Add messaging use case #189

objectiser · 2017-03-03T10:38:51Z

@yurishkuro @bhs @wu-sheng Initial stab at the messaging use case.

Someone my need to check the python is valid :)

yurishkuro · 2017-03-03T11:50:54Z

_docs/pages/instrumentation/common-use-cases.md

+
+There are two messaging styles that should be handled, Message Queues and Publish/Subscribe (Topics).
+
+The main distinction between these styles is that a message written to a queue can only be consumed by **at most** one consumer, whereas a message published on a topic can be consumed by zero or more subscribers. The other point to note is that although a message can be sent/published by a producer, that does not guarantee that it will be consumed - messaging systems are asynchronous and therefore the producer has no visibility of when or if the message was delivered.
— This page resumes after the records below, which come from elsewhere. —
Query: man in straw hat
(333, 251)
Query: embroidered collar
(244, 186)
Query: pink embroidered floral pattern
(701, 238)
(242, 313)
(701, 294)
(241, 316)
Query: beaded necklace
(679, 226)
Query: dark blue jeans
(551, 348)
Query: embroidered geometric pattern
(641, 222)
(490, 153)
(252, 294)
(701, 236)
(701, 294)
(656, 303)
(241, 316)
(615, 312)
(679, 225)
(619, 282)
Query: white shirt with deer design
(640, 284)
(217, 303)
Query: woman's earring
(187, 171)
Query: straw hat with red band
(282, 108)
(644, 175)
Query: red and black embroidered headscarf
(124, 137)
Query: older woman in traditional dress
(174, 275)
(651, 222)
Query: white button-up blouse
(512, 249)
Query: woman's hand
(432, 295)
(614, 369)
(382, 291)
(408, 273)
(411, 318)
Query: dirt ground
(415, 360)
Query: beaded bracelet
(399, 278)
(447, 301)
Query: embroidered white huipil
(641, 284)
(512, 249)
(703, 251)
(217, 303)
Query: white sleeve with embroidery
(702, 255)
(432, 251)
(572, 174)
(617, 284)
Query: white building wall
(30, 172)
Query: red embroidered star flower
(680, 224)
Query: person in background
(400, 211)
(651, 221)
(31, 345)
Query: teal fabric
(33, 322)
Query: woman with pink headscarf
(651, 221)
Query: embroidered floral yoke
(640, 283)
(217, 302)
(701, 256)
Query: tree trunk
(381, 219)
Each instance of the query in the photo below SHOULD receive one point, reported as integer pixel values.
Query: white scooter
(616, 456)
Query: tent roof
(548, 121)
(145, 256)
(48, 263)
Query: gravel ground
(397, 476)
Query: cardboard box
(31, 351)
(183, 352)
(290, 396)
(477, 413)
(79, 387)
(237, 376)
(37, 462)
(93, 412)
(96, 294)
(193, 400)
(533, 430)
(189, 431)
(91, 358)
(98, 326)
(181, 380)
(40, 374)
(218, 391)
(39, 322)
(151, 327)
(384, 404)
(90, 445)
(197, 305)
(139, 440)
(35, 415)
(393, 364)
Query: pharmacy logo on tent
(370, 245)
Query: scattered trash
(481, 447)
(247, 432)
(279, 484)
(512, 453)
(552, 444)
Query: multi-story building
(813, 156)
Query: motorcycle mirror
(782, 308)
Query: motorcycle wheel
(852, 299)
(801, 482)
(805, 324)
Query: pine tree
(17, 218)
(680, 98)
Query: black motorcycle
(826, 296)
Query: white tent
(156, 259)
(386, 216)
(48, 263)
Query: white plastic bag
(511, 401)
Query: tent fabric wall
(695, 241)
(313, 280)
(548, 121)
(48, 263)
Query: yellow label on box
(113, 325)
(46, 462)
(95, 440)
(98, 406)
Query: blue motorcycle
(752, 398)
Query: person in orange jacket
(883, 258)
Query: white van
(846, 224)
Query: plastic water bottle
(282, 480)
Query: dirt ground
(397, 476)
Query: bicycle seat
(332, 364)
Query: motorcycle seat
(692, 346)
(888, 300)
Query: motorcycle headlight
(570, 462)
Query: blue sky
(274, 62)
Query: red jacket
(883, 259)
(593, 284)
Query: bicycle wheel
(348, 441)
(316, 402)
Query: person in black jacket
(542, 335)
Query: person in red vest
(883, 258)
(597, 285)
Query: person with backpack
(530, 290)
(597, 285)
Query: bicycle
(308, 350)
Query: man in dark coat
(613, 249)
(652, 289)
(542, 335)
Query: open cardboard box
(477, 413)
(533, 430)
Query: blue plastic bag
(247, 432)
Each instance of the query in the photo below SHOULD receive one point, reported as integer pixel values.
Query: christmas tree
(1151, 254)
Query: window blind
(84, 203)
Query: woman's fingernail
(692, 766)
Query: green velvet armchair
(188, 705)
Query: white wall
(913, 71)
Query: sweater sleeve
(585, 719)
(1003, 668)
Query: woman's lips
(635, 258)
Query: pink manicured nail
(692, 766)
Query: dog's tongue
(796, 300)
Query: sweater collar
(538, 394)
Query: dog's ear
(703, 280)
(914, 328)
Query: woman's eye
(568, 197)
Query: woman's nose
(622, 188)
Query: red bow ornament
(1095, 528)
I think in a CAP world, if you choose AP system then "at most once" cannot be guaranteed, only "at least once" can be, which makes the distinction between queue and pub/sub even less clear. So I would drop that part, especially since your next paragraph says it doesn't really matter for tracing anyway.

Good point - I'll drop this part.

yurishkuro · 2017-03-03T11:53:51Z

_docs/pages/instrumentation/common-use-cases.md

+        span.log(event='general exception', payload=e)
+        span.set_tag('error', true)
+        span.finish()
+        raise


instead of this, a more idiomatic way is

with span: messaging_client.send(message)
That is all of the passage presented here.